8 nelayan Indonesia diculik kelompok teroris Abu Sayyaf di Malaysia

0
539
Kelompok teroris Abu Sayyaf di Filipina/foto:Reuters

MILITER Filipina mengumumkan, Minggu, 19/1/2020, mereka melancarkan operasi penyelamatan 8 nelayan Indonesia yang diculik oleh kelompok teroris Abu Sayyaf. Operasi ini berhasil membebaskan 3 nelayan yang menjadi korban, namun 5 nelayan lainnya masih dalam penyanderaan kelompok teroris Abu Sayyaf yang terkait dengan kelompok ISIS ini.

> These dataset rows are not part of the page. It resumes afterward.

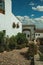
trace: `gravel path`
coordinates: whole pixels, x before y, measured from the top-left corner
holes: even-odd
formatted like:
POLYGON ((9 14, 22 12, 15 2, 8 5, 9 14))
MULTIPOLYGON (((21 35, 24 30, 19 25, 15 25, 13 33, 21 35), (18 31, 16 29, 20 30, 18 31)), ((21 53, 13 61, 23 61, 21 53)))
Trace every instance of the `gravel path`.
POLYGON ((0 53, 0 65, 30 65, 30 60, 24 57, 27 49, 0 53))

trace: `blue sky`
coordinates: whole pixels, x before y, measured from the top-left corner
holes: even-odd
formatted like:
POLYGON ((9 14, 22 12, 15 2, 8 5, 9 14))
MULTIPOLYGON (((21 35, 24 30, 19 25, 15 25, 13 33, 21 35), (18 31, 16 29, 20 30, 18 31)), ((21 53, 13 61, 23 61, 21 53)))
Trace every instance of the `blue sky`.
POLYGON ((12 0, 12 12, 16 16, 39 18, 43 16, 43 0, 12 0))

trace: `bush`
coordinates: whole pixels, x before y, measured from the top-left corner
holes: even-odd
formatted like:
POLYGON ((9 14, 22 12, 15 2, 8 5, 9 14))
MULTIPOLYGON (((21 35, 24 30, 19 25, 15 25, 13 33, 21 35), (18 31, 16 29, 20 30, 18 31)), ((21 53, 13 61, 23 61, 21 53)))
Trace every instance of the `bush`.
POLYGON ((18 33, 16 35, 17 39, 17 48, 24 48, 26 47, 26 44, 28 43, 28 40, 24 33, 18 33))
POLYGON ((35 54, 37 54, 37 45, 34 44, 34 42, 29 43, 29 49, 27 51, 27 55, 29 57, 33 57, 35 54))
POLYGON ((9 39, 9 48, 11 50, 15 49, 17 47, 16 38, 15 36, 11 36, 9 39))

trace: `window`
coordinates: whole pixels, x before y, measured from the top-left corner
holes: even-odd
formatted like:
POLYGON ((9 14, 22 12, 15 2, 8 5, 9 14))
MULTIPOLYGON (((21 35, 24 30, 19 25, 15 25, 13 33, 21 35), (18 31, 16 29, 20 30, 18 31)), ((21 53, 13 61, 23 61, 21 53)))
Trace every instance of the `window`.
POLYGON ((5 2, 4 2, 4 0, 0 0, 0 13, 5 14, 5 2))

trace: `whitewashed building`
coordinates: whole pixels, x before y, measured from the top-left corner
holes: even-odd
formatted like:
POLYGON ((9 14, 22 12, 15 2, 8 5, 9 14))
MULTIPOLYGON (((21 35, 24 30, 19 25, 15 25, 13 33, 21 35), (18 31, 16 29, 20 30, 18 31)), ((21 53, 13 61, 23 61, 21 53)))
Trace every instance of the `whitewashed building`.
POLYGON ((22 32, 22 23, 12 13, 12 0, 0 0, 0 31, 6 30, 6 35, 16 35, 22 32))

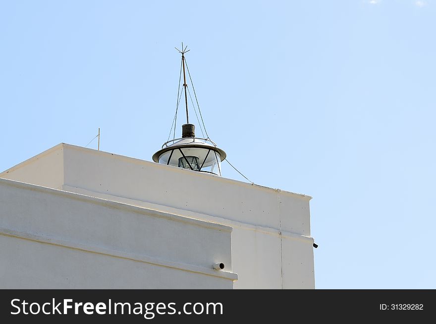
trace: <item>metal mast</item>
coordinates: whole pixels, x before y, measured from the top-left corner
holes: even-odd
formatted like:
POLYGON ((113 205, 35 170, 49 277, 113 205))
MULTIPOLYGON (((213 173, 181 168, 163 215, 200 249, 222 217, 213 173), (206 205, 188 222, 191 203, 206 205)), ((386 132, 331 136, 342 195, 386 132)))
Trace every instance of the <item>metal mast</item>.
POLYGON ((182 65, 183 65, 183 86, 185 87, 185 104, 186 106, 186 124, 189 124, 189 117, 188 116, 188 95, 186 94, 186 88, 188 85, 186 84, 186 75, 185 73, 185 53, 188 53, 191 50, 186 51, 188 48, 187 45, 184 48, 183 48, 183 43, 182 43, 182 50, 180 51, 177 48, 175 48, 176 50, 179 51, 179 53, 182 55, 182 65))

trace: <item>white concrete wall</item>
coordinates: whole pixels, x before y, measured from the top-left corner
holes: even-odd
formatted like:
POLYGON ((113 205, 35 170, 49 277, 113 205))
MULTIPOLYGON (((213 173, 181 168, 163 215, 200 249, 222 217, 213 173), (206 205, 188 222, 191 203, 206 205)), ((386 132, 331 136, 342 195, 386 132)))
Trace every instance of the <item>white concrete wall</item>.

Reuters melaporkan 8 nelayan Indonesia ini diculik kelompok Abu Sayyaf saat mereka berada di perairan Sabah, Malaysia pada Kamis, 16/1/2020. Para nelayan ini lalu dibawa ke markas kelompok Abu Sayyaf di Provinsi Sulu, selatan Filipina.

Letnan Jenderal Filipina Cirilito Sobejana yang menjadi komando militer di Mindanao Barat, Filipina, menyatakan, penculikan para nelayan Indonesia itu terjadi sehari setelah militer Filipina bertempur dengan kelompok Abu Sayyaf di dekat Pulau Sulare, Parang Town, Sulu, Filipina. Pertempuran itu memakan korban jiwa satu orang tentara dan menghancurkan sebuah kapal milik kelompok teroris Abu Sayyaf, yang diduga digunakan untuk menculik korban-korban mereka.

Menurut Sobejana, Pemerintah Malaysia bekerjasama dengan Militer Filipina untuk membebaskan para nelayan Indonesia tersebut.

Sementara Kementerian Luar Negeri Indonesia menyatakan mereka telah berkoordinasi dengan Pemerintah Filipina dan masih menunggu informasi selanjutnya.